RBI Repo Rate Vs 10 year yield

Source: Bloomberg

The RBI has revised upwards CPI headline inflation projection to 6.5% for Q4 FY20, 5.0-5.4% for H1 FY21 (vs 3.8-4.0% earlier). But CPI inflation is projected to fall sharply to 3.2% in Q3 FY21. Risks are broadly balanced. RBI said that going forward inflation will be influenced by the following factors:

  • Food inflation is likely to soften from the high levels of December 2019, and the decline is expected to become more pronounced during Q4 FY20.
  • However recent pick-up in prices of milk and pulses are likely to sustain and this could impart some upward bias on food prices.
  • Crude prices are likely to remain volatile due to geo-political tensions and uncertain global economic outlook.
  • There has been an increase in input costs for services, in recent months. The increase in customs duties on items of retail consumption in the budget may result in a marginal one-time uptick in inflation.
  • Base effect for inflation would turn favourable during Q3 FY21 (thus explaining the sharp downward revision).

On the economic front, RBI projects GDP growth to recover from 5%YoY in FY20 to 6%YoY in FY21.

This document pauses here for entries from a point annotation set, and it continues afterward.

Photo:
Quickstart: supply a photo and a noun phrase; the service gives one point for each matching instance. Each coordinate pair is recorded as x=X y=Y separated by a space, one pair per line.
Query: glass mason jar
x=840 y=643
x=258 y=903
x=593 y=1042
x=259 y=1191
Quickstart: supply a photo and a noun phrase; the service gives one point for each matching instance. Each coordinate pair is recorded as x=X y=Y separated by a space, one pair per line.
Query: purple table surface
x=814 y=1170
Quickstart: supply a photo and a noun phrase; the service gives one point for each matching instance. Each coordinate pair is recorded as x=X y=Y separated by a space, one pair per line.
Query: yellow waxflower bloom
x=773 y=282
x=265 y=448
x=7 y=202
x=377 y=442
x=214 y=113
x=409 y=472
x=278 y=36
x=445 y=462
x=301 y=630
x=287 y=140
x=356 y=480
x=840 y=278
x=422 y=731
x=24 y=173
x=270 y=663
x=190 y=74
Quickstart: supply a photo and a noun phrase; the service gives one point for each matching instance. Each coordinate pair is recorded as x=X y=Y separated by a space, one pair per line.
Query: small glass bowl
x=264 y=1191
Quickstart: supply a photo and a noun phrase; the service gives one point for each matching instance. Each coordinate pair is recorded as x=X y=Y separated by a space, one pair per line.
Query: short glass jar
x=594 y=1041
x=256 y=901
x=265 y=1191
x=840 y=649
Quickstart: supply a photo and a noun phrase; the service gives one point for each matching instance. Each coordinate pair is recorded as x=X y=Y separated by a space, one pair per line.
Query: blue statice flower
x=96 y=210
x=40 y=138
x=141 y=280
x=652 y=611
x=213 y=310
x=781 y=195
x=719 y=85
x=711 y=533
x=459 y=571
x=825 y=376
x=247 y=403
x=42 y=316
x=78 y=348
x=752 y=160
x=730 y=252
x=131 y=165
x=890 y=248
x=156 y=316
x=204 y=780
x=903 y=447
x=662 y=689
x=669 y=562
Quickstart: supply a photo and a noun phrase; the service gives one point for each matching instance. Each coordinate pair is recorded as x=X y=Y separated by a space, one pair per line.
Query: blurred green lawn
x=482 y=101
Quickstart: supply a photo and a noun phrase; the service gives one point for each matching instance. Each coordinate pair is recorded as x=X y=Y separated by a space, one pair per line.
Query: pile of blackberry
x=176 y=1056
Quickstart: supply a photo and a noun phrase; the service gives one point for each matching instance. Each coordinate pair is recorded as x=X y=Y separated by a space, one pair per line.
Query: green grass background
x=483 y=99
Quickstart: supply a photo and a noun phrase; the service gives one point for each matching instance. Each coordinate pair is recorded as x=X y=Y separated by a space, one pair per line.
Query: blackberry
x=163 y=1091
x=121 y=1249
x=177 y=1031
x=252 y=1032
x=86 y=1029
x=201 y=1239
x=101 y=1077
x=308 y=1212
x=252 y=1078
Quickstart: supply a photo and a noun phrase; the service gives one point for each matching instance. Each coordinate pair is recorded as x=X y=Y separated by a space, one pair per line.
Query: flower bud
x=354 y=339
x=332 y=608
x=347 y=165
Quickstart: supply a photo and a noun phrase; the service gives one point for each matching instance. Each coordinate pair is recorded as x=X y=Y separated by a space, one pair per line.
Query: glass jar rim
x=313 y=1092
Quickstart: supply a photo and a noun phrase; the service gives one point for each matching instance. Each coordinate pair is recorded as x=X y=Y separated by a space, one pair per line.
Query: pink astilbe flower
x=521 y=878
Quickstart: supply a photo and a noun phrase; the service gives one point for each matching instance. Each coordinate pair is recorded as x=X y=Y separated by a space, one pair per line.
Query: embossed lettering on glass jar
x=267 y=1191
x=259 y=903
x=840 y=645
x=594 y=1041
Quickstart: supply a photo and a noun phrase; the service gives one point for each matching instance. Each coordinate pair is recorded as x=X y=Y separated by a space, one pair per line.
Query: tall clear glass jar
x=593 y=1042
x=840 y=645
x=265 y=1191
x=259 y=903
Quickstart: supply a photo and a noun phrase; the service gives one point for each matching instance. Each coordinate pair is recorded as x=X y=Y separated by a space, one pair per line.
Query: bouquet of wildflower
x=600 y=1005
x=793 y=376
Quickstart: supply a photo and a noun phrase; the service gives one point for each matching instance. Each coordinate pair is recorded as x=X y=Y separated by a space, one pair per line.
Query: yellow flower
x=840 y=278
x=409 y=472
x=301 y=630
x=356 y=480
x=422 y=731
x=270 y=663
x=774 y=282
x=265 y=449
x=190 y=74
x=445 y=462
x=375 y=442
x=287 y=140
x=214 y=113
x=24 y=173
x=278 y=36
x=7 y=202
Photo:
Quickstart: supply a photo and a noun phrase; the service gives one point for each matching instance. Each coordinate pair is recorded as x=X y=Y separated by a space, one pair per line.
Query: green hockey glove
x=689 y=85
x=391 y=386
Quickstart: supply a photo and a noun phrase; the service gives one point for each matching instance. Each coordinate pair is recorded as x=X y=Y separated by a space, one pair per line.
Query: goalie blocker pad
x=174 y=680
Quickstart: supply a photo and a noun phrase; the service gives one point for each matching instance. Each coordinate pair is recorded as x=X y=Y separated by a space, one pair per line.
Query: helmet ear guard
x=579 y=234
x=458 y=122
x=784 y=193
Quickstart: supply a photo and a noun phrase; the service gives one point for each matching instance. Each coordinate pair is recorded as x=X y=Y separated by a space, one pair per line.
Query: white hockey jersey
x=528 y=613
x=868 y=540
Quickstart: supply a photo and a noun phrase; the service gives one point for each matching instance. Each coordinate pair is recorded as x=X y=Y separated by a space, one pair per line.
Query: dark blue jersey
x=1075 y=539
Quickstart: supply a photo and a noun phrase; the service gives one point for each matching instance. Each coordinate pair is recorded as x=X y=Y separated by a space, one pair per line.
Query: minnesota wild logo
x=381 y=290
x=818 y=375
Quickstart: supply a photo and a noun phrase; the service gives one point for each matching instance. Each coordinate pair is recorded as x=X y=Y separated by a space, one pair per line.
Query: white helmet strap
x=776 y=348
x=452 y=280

Some other measures were also announced as follows:

  • The RBI has incentivized credit flow to certain stressed sectors like auto, housing and MSMEs, by exempting commercial banks from CRR (Cash Reserve Ratio) on incremental credit to these sectors till July 2020.
  • The liquidity framework has been tweaked to some extent to allow long term borrowing through repo (1 year and 3 years) upto Rs. 1 trillion. This will provide banks with more durable liquidity at a lower cost.


The various measures announced by RBI will help to further improve/aid liquidity conditions and monetary policy transmission, going forward. Transmission of rate cuts has been higher for the bond/money markets, than for the credit markets—with the RBI mentioning that the 1-year median marginal cost of funds-based lending rate (MCLR) has declined by 55 bps compared to 135 bps cut in the policy rate (repo rate). The measures should also help to revive credit growth, which has slowed down particularly due to stress in some sectors, and is therefore beneficial for the banking and NBFC sectors.

The RBI also seems to be comfortable with the additional market borrowing numbers announced in the Union Budget. It mentioned that the higher fiscal deficit for FY20 has not resulted in increase in market borrowings, and gross market borrowing is budgeted to increase by Rs. 70,000 crore in FY21.

Overall, the policy has been positive for the bond markets with bond yields easing (especially at the shorter end). The RBI recognized that there is monetary policy space for future action, but it will be data–dependent. The yield curve could steepen a bit, with short term yields easing more than long term yields. From an investment perspective, we continue to prefer the shorter to medium term part of the yield curve.

“The opinion expressed by the Author in this article/note is his personal opinion and readers are advised to seek independent financial advice before taking any investment decisions.”